Razorblades is a quarterly magazine that, in the words of Tynion himself from his “Sharp Thoughts” essay, aims at being “a horror anthology that isn’t fucking nostalgic towards anything.” This is immediately apparent from the story that opens the anthology, titled “The Washing Machine,” in which a man finds himself stuck between murder and a washing machine. The story’s created by Tynion and Andy Belanger and it wastes no time pushing readers into new dark places.
The magazine features an interview with Scott Snyder on writing horror and a short story from Danny Lore with an illustration by Aaron Campbell called “Mid-Season Slump,” a particularly sharp tale that locks its sights on celebrity and the decisions we make in the name of it. Single-page illustrations from Brian Level and Francine B/Witnesstheabsurd help keep things in a state of disquiet with imagery that rewards close inspection. But Razorblades makes it clear which storytelling medium it wants to be led by: comics.
The short comic stories that make the brunt of Razorblades #1 seem to be hellbent on tackling the ugliness behind current social problems and misconceptions. They offer biting commentary and have no time for nostalgia. This is horror for today.
Marguerite Bennett and Werther Dell’Edera’s “Local Heroes” is perhaps one of the hardest hitting stories of the bunch. A child is abducted and a man attempts a rescue only to be confronted with a mob of angry people that intervene without having all their facts straight. It elicits a very strong reaction that makes one want to jump into the story and do something about the situation. I couldn’t help but think about each and every Twitter war I’ve witnessed and how misshapen animosity dominates the interactions.
The other comic stories include experimental drugs that alter reality through body horror and switched gender conventions that explore new kinds of violence. Each one has its own identity and they all help mold Razorblade’s vision of new horror over homage or pastiche.
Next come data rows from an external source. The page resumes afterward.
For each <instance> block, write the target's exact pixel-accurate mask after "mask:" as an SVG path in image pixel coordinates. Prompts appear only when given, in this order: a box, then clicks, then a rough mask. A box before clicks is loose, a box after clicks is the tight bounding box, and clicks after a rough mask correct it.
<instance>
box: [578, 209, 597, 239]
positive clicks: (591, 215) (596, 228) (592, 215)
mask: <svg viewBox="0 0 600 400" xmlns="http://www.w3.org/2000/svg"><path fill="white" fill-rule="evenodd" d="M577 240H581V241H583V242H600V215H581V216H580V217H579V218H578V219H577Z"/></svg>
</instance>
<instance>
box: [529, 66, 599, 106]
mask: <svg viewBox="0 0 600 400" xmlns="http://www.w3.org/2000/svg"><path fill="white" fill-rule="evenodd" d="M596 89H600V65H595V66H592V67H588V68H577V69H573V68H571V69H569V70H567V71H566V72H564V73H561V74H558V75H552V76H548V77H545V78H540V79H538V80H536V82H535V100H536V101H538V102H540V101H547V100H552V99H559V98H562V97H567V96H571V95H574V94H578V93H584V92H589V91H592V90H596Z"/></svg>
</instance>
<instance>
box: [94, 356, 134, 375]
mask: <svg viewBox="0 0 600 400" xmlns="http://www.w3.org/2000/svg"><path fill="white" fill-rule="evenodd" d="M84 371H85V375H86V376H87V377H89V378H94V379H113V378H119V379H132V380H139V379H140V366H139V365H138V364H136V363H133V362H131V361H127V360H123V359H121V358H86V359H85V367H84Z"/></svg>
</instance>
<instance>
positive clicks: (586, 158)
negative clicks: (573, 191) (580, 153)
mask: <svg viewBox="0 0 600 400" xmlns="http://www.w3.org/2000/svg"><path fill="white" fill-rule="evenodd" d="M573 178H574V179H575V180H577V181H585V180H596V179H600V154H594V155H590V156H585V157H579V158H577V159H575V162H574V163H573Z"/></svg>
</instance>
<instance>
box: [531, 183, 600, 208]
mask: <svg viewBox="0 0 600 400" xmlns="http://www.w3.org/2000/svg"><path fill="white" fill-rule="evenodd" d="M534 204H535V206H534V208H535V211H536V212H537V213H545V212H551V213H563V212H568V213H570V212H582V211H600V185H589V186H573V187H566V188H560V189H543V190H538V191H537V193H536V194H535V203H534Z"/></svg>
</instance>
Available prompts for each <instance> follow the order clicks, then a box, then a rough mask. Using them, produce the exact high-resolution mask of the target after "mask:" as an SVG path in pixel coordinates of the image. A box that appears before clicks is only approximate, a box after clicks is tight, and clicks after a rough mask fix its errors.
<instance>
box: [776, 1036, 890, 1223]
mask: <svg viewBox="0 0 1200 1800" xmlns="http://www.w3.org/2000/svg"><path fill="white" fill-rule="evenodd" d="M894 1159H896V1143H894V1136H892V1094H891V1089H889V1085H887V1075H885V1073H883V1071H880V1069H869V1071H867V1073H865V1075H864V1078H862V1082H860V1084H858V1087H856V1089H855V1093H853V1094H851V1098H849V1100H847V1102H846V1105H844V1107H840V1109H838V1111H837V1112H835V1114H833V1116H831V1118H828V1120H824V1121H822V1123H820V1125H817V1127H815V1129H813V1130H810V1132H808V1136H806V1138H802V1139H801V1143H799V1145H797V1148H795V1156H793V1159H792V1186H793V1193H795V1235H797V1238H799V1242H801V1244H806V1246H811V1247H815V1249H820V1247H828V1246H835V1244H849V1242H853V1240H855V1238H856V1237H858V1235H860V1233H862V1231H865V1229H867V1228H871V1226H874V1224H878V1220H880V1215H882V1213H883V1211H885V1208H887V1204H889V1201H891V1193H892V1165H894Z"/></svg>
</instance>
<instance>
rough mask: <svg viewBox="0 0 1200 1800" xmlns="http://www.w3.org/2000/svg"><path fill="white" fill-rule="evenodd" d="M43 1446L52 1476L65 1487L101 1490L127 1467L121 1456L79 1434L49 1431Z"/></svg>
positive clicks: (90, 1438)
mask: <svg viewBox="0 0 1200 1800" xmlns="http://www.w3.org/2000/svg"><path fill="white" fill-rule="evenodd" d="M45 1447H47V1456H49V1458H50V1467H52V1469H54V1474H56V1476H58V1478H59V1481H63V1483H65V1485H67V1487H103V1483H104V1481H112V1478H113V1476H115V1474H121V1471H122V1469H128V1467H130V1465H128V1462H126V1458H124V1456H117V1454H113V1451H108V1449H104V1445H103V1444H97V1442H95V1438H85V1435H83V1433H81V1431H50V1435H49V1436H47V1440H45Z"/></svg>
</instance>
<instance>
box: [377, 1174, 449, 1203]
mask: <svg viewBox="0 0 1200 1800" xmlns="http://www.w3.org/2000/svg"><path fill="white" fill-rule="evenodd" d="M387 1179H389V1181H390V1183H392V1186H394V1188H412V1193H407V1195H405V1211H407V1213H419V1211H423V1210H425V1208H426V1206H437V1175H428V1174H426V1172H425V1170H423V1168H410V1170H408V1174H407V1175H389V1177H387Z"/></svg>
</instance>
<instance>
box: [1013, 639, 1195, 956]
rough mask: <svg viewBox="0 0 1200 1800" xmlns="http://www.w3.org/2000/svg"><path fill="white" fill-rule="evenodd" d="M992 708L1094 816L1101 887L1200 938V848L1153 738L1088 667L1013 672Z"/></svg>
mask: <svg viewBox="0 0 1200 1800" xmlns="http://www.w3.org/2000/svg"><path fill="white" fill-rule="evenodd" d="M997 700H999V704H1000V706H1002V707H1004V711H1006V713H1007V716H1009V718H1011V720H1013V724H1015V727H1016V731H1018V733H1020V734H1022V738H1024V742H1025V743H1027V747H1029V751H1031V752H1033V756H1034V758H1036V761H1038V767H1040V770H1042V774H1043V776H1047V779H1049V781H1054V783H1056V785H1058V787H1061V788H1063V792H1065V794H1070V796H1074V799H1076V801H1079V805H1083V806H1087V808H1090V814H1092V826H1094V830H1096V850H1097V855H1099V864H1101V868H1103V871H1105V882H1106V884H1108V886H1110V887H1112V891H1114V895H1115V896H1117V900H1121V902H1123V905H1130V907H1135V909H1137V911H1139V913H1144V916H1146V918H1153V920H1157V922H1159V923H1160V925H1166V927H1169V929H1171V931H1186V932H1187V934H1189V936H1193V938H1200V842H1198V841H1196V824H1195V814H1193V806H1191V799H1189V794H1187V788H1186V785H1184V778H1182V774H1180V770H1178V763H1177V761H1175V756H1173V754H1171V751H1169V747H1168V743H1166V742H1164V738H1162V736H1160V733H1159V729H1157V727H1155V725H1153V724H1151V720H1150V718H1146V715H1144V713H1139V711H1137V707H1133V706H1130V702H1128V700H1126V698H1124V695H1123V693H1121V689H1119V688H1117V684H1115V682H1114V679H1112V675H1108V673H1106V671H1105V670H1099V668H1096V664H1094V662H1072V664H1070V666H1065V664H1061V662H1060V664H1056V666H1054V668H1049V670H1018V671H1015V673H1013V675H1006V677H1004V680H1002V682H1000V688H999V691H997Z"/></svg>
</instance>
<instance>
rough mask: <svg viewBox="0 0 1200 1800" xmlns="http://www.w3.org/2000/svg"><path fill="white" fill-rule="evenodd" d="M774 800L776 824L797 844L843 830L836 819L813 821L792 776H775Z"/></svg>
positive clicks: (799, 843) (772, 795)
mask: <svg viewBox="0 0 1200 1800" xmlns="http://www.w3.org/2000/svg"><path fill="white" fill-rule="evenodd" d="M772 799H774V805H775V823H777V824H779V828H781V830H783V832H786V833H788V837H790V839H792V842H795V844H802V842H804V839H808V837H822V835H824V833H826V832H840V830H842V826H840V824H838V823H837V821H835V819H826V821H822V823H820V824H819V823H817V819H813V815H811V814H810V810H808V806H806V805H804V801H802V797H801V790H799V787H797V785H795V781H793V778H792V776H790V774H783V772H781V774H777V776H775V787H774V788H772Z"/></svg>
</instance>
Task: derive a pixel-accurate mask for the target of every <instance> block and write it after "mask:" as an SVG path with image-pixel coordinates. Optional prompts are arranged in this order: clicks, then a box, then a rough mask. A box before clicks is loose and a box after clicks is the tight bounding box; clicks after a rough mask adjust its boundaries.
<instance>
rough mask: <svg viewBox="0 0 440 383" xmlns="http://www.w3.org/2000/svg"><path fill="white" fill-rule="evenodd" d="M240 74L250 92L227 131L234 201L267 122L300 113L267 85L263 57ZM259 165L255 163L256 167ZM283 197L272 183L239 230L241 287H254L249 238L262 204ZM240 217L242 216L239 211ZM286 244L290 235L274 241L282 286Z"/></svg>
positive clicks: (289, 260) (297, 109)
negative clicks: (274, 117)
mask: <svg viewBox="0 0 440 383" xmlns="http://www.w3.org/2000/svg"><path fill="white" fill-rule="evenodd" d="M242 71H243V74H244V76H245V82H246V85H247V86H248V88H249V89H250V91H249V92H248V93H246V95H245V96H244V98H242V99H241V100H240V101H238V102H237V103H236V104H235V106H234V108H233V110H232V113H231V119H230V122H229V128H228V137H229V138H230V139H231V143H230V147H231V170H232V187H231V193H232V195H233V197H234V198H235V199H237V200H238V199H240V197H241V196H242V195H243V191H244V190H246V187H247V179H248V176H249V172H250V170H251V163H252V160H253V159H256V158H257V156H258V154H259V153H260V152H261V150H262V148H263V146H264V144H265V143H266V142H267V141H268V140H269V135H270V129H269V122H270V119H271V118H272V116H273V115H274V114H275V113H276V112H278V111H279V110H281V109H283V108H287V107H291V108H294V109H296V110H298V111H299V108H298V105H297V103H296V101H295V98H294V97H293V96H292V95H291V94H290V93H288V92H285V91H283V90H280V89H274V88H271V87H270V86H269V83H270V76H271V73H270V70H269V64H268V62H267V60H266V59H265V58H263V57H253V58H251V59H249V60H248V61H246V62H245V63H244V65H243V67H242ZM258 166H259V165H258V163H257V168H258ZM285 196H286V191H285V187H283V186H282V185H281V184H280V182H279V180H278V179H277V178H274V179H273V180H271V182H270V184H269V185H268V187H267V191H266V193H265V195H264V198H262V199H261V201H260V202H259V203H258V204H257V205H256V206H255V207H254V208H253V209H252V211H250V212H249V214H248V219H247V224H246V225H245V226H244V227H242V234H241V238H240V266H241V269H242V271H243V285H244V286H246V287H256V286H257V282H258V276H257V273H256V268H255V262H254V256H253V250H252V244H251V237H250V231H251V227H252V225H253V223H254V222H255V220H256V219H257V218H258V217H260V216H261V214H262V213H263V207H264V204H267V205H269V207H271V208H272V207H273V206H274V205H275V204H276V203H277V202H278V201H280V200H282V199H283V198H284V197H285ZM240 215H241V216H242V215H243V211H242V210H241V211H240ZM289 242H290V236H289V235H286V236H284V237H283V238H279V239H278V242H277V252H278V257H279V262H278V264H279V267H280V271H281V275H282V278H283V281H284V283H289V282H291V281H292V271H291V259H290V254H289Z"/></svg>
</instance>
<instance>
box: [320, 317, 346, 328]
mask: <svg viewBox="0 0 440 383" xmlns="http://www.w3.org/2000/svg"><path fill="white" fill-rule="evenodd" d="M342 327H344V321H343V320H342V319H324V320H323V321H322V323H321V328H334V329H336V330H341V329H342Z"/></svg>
Tynion saves the best story for last, though: Ram V. and John J. Pearson’s “A Dream of Time.” The myth of the Aztec calendar and the end times is played to great effect here with the intention of looking at how cycles of horror-creation can play out endlessly without guarantee anything will come of them. The art has hints of Dave McKean and David Mack in it, but they combine to create a dense and storied look that effectively illustrates a kind of mythical horror that possesses a wider range of ideas withing each panel. It’s very much a story of our own fascination with endings and how the inner workings behind them seem set up for disappointment.
Razorblades has all the necessary ingredients to be a long-running horror anthology that attracts both established and new names into the horror comics world. By setting nostalgia aside, Tynion has basically offered a challenge to creators that asks them to look from today onwards for new haunts rather than mining the same scares that have already been beaten to a bloody pulp. Keep an eye on this one and don’t confuse the blood on your hands as the result of mere papercuts. Something else within the magazine sliced you open. Something sharp.